SORGE UM ARBEITSPLÄTZE IN DEUTSCHLAND
An den internationalen Finanzplätzen reagierten Anleger verunsichert. Weltweit verzeichneten die Börsen Verluste, darunter der deutsche Leitindex Dax, der über zwei Prozent abgab und unter die Marke von 12.000 Punkten fiel. Trump hatte am Donnerstag trotz Widerstands einiger enger Berater angekündigt, in der kommenden Woche Stahlimporte mit einem Zoll von 25 Prozent zu belegen. Aluminium-Einfuhren will er mit zehn Prozent belasten.
"Ein solcher weltweiter US-Rundumschlag würde gerade unsere Exporte und Arbeitsplätze mit am Stärksten betreffen", sagte Bundesaußenminister Sigmar Gabriel. Der Chef des deutschen Exportverbands BGA, Holger Bingmann, warnte, es könnten auch Branchen und Unternehmen in Mitleidenschaft gezogen werden, die mit Stahl- und Aluminiumprodukten nichts zu tun hätten. Der Hauptgeschäftsführer des Maschinenbauer-Verbands VDMA, Thilo Brodtmann, sagte, es drohe eine "Spirale aus wechselseitigen Strafzöllen".
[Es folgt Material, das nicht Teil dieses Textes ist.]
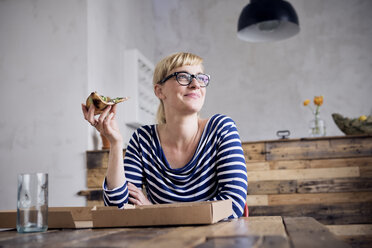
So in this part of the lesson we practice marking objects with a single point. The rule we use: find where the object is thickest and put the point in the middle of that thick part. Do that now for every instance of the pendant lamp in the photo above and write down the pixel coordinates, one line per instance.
(267, 20)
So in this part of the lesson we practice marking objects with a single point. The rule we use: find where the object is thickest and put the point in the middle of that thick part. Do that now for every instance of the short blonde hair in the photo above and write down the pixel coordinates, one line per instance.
(166, 65)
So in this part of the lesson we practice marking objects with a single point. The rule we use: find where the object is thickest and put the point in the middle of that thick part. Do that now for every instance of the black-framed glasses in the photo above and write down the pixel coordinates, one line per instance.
(184, 78)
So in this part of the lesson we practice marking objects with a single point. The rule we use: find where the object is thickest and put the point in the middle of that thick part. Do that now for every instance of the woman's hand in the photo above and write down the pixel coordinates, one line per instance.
(106, 123)
(137, 196)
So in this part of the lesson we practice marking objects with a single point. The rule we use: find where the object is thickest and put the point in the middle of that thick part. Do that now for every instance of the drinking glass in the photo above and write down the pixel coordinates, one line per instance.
(32, 202)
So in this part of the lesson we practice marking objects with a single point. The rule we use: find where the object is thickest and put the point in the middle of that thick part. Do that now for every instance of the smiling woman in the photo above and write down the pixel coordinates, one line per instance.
(181, 159)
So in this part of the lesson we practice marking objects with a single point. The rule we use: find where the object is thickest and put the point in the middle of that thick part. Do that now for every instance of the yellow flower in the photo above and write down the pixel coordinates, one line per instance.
(362, 118)
(318, 100)
(306, 102)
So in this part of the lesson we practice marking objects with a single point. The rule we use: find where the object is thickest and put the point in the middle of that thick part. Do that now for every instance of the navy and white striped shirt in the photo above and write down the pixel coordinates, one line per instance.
(216, 171)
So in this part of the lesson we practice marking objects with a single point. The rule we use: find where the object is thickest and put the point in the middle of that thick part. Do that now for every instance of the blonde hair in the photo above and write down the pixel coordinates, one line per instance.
(166, 65)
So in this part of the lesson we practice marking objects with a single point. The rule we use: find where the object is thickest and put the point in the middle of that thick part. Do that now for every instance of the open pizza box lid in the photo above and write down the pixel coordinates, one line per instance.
(191, 213)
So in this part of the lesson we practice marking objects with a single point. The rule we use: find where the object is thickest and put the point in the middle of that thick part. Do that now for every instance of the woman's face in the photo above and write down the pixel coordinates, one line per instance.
(182, 99)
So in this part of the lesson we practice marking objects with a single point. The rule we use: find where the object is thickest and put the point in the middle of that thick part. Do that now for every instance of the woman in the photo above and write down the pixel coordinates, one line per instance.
(181, 159)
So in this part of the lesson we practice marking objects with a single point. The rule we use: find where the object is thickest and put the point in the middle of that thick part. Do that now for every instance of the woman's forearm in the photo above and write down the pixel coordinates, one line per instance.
(115, 176)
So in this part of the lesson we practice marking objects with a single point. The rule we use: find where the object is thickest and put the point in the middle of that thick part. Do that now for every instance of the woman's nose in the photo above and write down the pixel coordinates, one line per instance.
(194, 83)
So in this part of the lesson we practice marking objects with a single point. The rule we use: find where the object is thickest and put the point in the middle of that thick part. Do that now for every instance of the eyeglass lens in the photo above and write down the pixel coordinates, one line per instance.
(185, 78)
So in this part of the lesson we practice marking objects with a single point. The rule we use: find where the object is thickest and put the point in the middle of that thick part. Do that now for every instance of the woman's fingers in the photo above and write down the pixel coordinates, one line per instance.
(134, 201)
(104, 114)
(114, 108)
(88, 114)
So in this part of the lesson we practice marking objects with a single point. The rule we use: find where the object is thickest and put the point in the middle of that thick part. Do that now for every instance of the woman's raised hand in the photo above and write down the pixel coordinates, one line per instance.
(106, 123)
(136, 195)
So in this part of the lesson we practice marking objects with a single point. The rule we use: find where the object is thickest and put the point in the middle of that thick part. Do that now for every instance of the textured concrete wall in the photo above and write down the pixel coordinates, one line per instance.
(42, 75)
(262, 86)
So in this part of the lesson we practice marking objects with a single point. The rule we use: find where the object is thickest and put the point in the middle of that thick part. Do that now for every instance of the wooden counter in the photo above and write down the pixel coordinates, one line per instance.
(328, 178)
(273, 231)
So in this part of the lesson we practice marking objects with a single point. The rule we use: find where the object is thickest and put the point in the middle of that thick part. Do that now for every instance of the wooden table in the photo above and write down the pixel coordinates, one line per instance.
(263, 231)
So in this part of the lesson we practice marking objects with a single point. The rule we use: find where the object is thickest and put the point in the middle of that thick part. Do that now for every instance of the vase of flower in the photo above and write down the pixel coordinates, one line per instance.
(317, 127)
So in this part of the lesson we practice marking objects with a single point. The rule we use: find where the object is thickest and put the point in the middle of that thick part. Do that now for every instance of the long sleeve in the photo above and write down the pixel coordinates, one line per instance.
(133, 172)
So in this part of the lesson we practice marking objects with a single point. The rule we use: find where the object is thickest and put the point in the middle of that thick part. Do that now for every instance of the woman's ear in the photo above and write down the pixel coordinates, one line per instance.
(158, 89)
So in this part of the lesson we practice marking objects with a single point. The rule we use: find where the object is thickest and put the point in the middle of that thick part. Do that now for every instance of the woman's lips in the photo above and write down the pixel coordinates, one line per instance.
(193, 95)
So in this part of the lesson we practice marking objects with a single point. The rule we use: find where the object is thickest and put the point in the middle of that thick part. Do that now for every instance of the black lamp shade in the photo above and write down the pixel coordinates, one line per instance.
(267, 20)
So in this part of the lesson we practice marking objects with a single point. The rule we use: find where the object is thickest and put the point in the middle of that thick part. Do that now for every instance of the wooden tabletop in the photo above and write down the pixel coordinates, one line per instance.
(273, 231)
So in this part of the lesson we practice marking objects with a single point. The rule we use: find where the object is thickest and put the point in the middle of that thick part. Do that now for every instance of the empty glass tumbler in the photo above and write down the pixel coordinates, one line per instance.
(32, 203)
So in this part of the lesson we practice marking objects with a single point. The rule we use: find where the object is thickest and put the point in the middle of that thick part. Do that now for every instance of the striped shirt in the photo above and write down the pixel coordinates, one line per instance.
(216, 171)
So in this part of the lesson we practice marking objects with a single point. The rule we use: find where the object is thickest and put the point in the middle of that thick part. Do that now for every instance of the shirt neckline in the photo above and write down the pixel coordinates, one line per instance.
(166, 163)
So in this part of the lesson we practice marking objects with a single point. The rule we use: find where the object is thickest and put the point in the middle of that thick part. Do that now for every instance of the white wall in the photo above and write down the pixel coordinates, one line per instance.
(52, 54)
(262, 86)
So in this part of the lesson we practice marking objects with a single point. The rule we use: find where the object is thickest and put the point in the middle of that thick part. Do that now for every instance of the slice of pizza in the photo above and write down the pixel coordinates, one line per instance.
(101, 102)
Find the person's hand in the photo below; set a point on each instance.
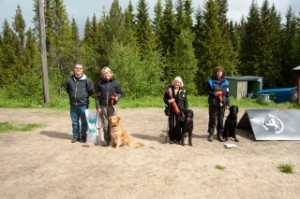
(171, 100)
(217, 93)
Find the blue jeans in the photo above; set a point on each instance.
(78, 113)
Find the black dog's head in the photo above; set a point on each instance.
(233, 110)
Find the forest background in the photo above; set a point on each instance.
(146, 54)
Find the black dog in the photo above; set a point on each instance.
(188, 126)
(230, 123)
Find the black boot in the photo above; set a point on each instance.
(220, 137)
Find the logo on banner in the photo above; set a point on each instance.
(273, 124)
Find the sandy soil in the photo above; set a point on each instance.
(44, 163)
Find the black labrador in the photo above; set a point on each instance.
(230, 123)
(188, 126)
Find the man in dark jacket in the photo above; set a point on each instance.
(79, 88)
(218, 99)
(108, 92)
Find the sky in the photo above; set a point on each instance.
(81, 9)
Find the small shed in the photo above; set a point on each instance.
(244, 86)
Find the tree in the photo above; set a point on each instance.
(289, 49)
(250, 44)
(211, 52)
(143, 28)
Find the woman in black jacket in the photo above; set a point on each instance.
(176, 104)
(108, 92)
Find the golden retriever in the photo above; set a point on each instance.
(118, 136)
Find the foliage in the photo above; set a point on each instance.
(147, 54)
(7, 127)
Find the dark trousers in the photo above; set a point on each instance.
(216, 117)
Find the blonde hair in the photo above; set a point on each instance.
(106, 69)
(178, 79)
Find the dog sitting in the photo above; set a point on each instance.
(118, 136)
(188, 126)
(230, 123)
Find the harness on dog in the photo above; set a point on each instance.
(173, 104)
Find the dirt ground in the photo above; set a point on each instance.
(44, 163)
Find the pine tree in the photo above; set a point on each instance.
(185, 63)
(129, 25)
(289, 49)
(19, 27)
(167, 38)
(212, 46)
(9, 60)
(250, 43)
(270, 45)
(157, 25)
(229, 55)
(143, 28)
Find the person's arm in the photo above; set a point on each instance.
(90, 87)
(67, 86)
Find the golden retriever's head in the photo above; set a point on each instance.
(114, 120)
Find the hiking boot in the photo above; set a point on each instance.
(210, 137)
(83, 139)
(220, 137)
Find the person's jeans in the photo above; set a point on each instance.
(78, 113)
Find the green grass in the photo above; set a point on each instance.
(220, 167)
(286, 168)
(8, 127)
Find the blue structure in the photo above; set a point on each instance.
(279, 94)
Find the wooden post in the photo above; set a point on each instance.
(43, 52)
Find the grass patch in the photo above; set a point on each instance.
(220, 167)
(286, 168)
(8, 127)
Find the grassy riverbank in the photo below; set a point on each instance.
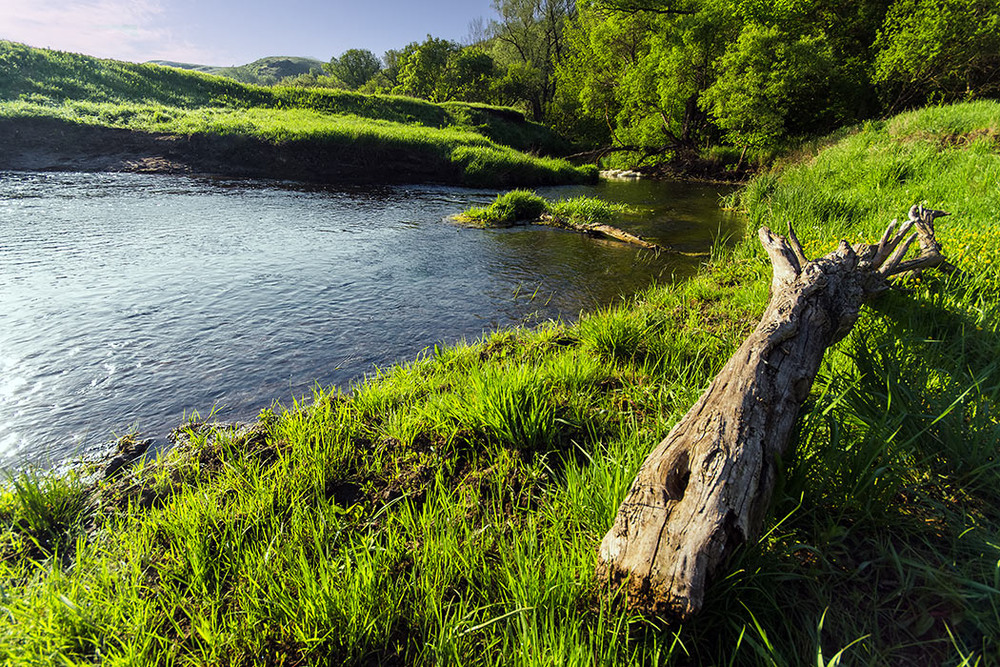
(449, 510)
(379, 137)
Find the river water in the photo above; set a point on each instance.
(129, 301)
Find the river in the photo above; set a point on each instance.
(129, 301)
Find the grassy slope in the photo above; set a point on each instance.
(262, 71)
(449, 510)
(477, 143)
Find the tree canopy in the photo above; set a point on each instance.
(652, 79)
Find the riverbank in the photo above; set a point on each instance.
(61, 111)
(50, 144)
(449, 509)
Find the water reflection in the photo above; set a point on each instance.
(132, 299)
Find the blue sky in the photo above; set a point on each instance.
(213, 32)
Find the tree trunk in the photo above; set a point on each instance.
(704, 490)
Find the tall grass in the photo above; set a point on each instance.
(448, 510)
(469, 144)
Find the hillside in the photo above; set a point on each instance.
(67, 111)
(448, 511)
(264, 72)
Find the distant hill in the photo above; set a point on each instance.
(265, 71)
(66, 111)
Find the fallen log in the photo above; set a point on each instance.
(600, 230)
(704, 490)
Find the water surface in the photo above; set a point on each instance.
(129, 301)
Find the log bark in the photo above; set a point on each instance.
(704, 490)
(600, 230)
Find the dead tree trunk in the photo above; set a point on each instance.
(704, 490)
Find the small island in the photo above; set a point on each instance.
(451, 509)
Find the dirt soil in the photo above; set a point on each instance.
(45, 144)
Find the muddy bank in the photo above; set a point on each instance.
(44, 144)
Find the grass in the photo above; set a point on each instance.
(518, 206)
(467, 144)
(448, 510)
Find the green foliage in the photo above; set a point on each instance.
(587, 210)
(420, 71)
(765, 78)
(938, 50)
(43, 514)
(509, 208)
(355, 67)
(524, 205)
(475, 145)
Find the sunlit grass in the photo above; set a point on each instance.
(448, 510)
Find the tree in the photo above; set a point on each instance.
(762, 78)
(468, 76)
(944, 50)
(355, 67)
(420, 71)
(529, 37)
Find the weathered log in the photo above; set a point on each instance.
(704, 490)
(601, 230)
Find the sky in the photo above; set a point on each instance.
(214, 32)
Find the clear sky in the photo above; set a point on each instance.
(217, 32)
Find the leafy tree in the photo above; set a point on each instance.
(421, 70)
(762, 79)
(529, 37)
(468, 76)
(355, 67)
(944, 50)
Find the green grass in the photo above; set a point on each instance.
(469, 144)
(518, 206)
(448, 510)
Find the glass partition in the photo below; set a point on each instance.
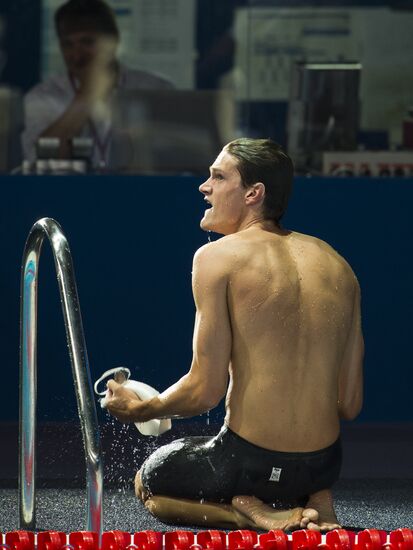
(159, 86)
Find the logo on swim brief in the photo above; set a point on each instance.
(275, 474)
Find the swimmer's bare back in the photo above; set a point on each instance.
(297, 346)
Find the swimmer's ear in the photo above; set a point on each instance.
(255, 194)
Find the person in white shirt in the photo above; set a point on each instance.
(79, 103)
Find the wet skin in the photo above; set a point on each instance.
(278, 313)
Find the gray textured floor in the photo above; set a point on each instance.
(380, 504)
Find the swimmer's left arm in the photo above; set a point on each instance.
(203, 387)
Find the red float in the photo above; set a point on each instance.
(402, 539)
(305, 540)
(20, 540)
(242, 539)
(148, 540)
(179, 540)
(84, 540)
(212, 540)
(51, 540)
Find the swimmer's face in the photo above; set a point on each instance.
(80, 49)
(226, 195)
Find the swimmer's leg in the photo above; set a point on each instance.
(322, 501)
(265, 517)
(190, 512)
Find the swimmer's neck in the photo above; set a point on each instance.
(263, 225)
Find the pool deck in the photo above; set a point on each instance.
(375, 490)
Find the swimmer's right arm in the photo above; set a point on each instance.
(350, 390)
(203, 387)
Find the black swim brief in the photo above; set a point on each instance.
(221, 467)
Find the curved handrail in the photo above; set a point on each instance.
(47, 227)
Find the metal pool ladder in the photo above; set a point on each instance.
(47, 227)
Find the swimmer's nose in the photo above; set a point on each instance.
(205, 188)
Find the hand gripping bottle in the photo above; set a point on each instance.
(143, 391)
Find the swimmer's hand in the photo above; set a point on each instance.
(122, 403)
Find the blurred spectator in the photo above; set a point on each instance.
(79, 103)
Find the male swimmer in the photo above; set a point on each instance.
(278, 333)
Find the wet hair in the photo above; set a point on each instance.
(263, 160)
(77, 15)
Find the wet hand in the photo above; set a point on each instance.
(122, 403)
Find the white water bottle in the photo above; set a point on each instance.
(143, 391)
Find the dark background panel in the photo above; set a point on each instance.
(133, 239)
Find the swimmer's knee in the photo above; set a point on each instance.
(156, 506)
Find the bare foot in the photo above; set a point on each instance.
(323, 503)
(140, 490)
(265, 517)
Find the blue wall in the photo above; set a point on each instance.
(132, 240)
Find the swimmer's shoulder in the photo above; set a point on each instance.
(218, 255)
(319, 249)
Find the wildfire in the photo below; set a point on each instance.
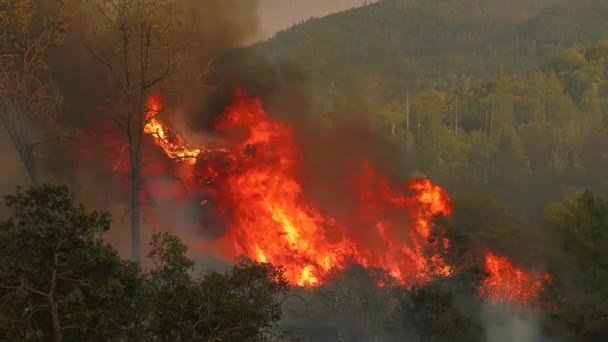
(254, 185)
(173, 144)
(506, 283)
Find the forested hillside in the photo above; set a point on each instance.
(408, 170)
(503, 97)
(435, 43)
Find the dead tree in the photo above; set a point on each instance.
(28, 97)
(134, 41)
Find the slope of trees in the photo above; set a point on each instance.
(59, 282)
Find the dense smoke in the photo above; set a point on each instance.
(205, 30)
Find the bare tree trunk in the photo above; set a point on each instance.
(135, 213)
(56, 335)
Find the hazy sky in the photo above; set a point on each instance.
(280, 14)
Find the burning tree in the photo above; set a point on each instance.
(27, 93)
(144, 56)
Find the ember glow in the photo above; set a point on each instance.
(506, 283)
(253, 184)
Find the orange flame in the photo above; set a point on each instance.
(270, 221)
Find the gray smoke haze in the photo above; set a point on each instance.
(207, 28)
(504, 323)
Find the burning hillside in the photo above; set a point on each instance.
(252, 186)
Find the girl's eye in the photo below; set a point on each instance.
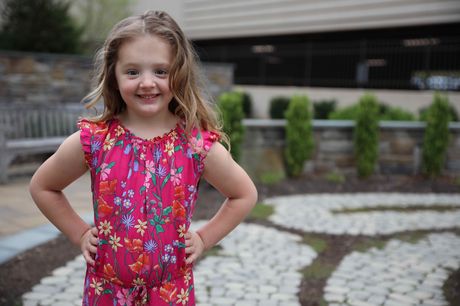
(161, 72)
(132, 72)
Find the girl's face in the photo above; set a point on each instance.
(142, 74)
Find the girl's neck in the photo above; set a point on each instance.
(148, 127)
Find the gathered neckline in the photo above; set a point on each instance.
(164, 136)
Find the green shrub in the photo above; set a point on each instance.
(385, 112)
(247, 105)
(396, 114)
(365, 135)
(299, 135)
(323, 108)
(345, 113)
(436, 138)
(231, 107)
(278, 106)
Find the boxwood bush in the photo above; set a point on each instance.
(299, 135)
(231, 108)
(365, 135)
(436, 138)
(278, 106)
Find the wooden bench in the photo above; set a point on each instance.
(31, 129)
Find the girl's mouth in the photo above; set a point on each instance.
(147, 97)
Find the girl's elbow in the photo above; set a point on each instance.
(252, 196)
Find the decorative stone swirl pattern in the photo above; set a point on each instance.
(257, 266)
(314, 213)
(401, 274)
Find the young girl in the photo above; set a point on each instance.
(146, 154)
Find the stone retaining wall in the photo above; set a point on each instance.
(400, 147)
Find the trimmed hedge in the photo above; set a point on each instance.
(436, 138)
(278, 107)
(299, 135)
(231, 107)
(365, 136)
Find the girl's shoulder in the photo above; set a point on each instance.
(201, 140)
(93, 127)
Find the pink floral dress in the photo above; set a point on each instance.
(144, 193)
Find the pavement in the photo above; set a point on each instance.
(260, 265)
(21, 220)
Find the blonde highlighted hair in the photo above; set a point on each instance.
(185, 82)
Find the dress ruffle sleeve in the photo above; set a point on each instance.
(202, 142)
(92, 139)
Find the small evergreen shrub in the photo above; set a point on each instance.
(391, 113)
(278, 106)
(247, 105)
(323, 108)
(385, 112)
(436, 138)
(365, 135)
(345, 113)
(299, 135)
(231, 108)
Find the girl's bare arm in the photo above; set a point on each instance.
(61, 169)
(222, 172)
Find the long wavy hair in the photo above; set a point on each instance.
(185, 80)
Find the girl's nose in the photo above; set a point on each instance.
(148, 80)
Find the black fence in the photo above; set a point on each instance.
(410, 58)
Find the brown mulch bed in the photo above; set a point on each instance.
(20, 274)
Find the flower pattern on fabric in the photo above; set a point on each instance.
(144, 194)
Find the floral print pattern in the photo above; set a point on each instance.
(144, 193)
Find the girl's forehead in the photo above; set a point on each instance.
(145, 47)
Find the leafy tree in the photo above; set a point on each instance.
(39, 26)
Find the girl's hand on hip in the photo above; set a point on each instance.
(88, 245)
(194, 247)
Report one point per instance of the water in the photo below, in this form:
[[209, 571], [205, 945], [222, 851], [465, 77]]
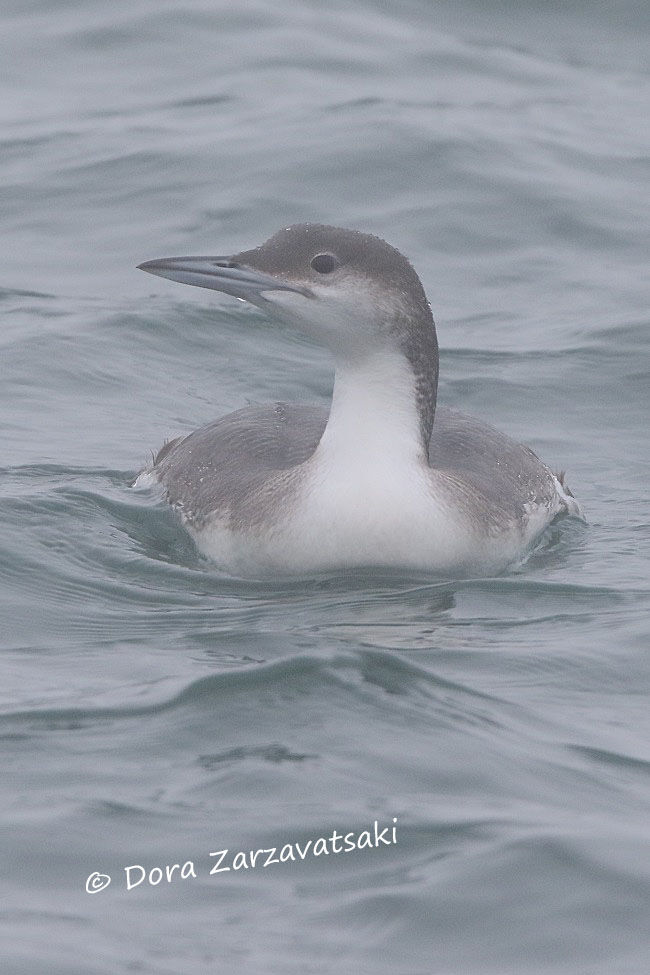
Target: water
[[154, 711]]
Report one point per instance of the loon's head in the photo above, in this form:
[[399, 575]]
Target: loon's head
[[350, 291]]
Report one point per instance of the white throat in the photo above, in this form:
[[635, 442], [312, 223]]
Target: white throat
[[373, 421]]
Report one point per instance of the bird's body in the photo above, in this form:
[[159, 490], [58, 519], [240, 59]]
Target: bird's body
[[382, 478]]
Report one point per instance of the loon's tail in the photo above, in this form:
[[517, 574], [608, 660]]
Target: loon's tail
[[568, 503]]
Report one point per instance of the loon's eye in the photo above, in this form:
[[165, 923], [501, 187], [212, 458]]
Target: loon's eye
[[325, 263]]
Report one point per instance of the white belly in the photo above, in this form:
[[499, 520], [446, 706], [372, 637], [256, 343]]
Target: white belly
[[378, 518]]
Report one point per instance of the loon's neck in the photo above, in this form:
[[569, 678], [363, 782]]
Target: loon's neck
[[374, 420]]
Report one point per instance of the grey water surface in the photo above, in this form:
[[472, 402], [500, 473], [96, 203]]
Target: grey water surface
[[154, 711]]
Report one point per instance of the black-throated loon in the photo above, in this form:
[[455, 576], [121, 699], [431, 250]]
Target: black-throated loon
[[382, 477]]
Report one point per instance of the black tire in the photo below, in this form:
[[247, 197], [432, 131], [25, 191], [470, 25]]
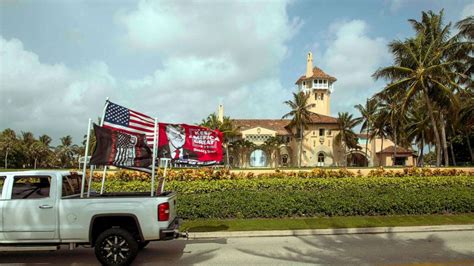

Trump hat wiederholt erklärt, die US-Stahl- und Aluminium-Industrie habe seit Jahrzehnten unter Importen gelitten. Experten räumen ein, dass Trumps Zoll-Pläne den US-Unternehmen in der Branche Vorteile verschaffen könnten. Sie bezweifeln jedoch, dass auch mehr Arbeitsplätze entstehen. Eine Studie der Amerikanischen Wirtschaftsvereinigung ASSA zufolge fielen die meisten Jobs in der Branche in den vergangenen Jahrzehnten dem technologischen Fortschritt zum Opfer.
NATIONALE SICHERHEIT
Trump beruft sich bei seinen Zoll-Plänen auf ein US-Gesetz aus Zeiten des Kalten Kriegs, das Einfuhrbeschränkungen zum Schutz der nationalen Sicherheit erlaubt. Da Stahl- und Aluminium wichtig für das Militär sind, ist es aus Trumps Sicht zentral, dass die USA sich nicht zu sehr abhängig machen von ausländischen Produzenten. Das US-Verteidigungsministerium hat allerdings kein Problem damit, Stahl- und Aluminium zu importieren. Vielmehr warnt es vor potenziellen Folgen breitangelegter Zölle für wichtige Verbündete. Es empfahl daher, Staaten wie Kanada explizit von Zöllen auszunehmen.
Kanada exportiert am meisten Stahl in die USA. Der Anteil an den gesamten Stahlimporten macht knapp 17 Prozent aus. Es folgen Brasilien und Südkorea. Deutschland steuert knapp vier Prozent bei. Es liegt damit auf Platz acht. Den Handelsfalken in der US-Regierung geht es aber offenbar besonders um China, dem sie vorwerfen, vor allem für die weltweiten Überkapazitäten im Stahlsektor verantwortlich zu sein. China trägt jedoch nur 2,9 Prozent zu den US-Stahlimporten bei.